Belgrade, January 20, 2015/ Independent Balkan News Agency
By Milos Mitrovic
A year after Serbia-European Union accession negotiations have officially started, Belgrade still waits for the opening of the first negotiating chapters. Sources from Brussels say that progress mostly depends on implementation of the agreement on normalisation of the relations between Belgrade and Pristina.
“When the negotiating process has started with the intergovernmental conference in Brussels exactly a year ago, general expectations was that the first chapters would be opened during the Greek presidency (of the EU) in the first half of 2014 or, at the latest, in the second half of the year, during Italian presidency”, Brussels correspondent of the Tanjug news agency reported.
“Despite the sincere endeavor of both Greece and Italy to speed up the process and open new page in relations between Serbia and EU, the opening of the chapters has been postponed until Latvian presidency in January due to a number of technical and political reasons”.
“We will do our best the first negotiating chapters to be opened during our presidency”, Latvian Foreign Minister Edgars Rinkēvičs said in the European Parliament (EP) on Monday. EPs reporter on Serbia David McAllister said on the same day that he hopes the first chapters will be opened by the end of June.
At this moment it is obvious that nobody can specify the exact date for the start of the talks, Serbian national television (RTS) reported.
“First of all, before opening any of the 35 negotiating chapters it is necessary to complete the screening”, which means to determine the level of harmonisation between Serbian regulations and their implementation and European standards in a given domain.
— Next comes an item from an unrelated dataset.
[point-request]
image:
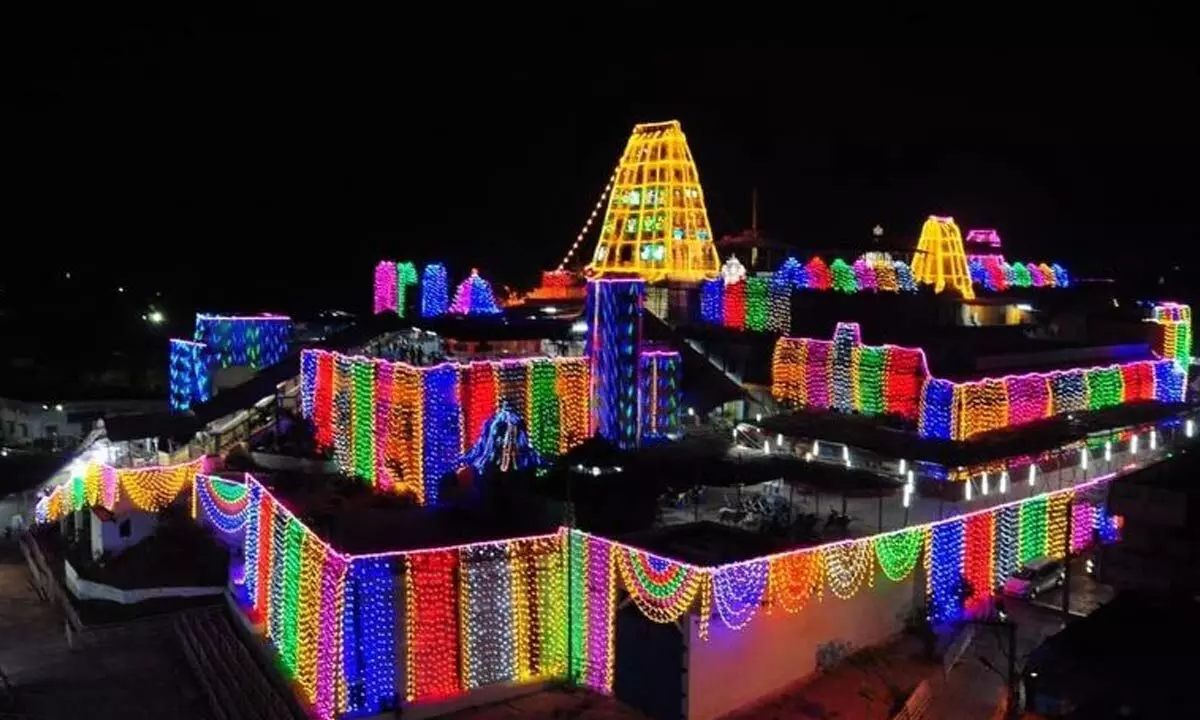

In 2014 Serbia has completed screenings for two thirds of the chapters and the rest should be over until the end of March.
However, this is just part of the process; European Commission must submit the report on Serbia and the action plans will be completed afterwards. Finally, EU member states at ministerial level have to approve the opening of the chapters.
Serbia has additional problems: first, at the insistence of the German parliament, chapter 35, which refers to normalisation of the relations between Belgrade and Pristina, has been added to chapters 23 and 24 (judiciary, internal affairs and basic rights). Second, Germany and Great Britain demand full implementation of the 2013 Brussels agreement between Belgrade and Pristina as the precondition for the opening of the chapter 35. In 2014 this process has been blocked due to general elections in Kosovo and Metohija and the problems in creating the government.
The new meeting within Belgrade-Pristina high level dialogue is scheduled for February 9. Tanja Miscevic, head of Serbian team in negotiations with the EU, expects that the first chapters will be opened by the end of February or in the first days of March. In any other case, Serbia will have to wait until the second intergovernmental conference in the second half of the year.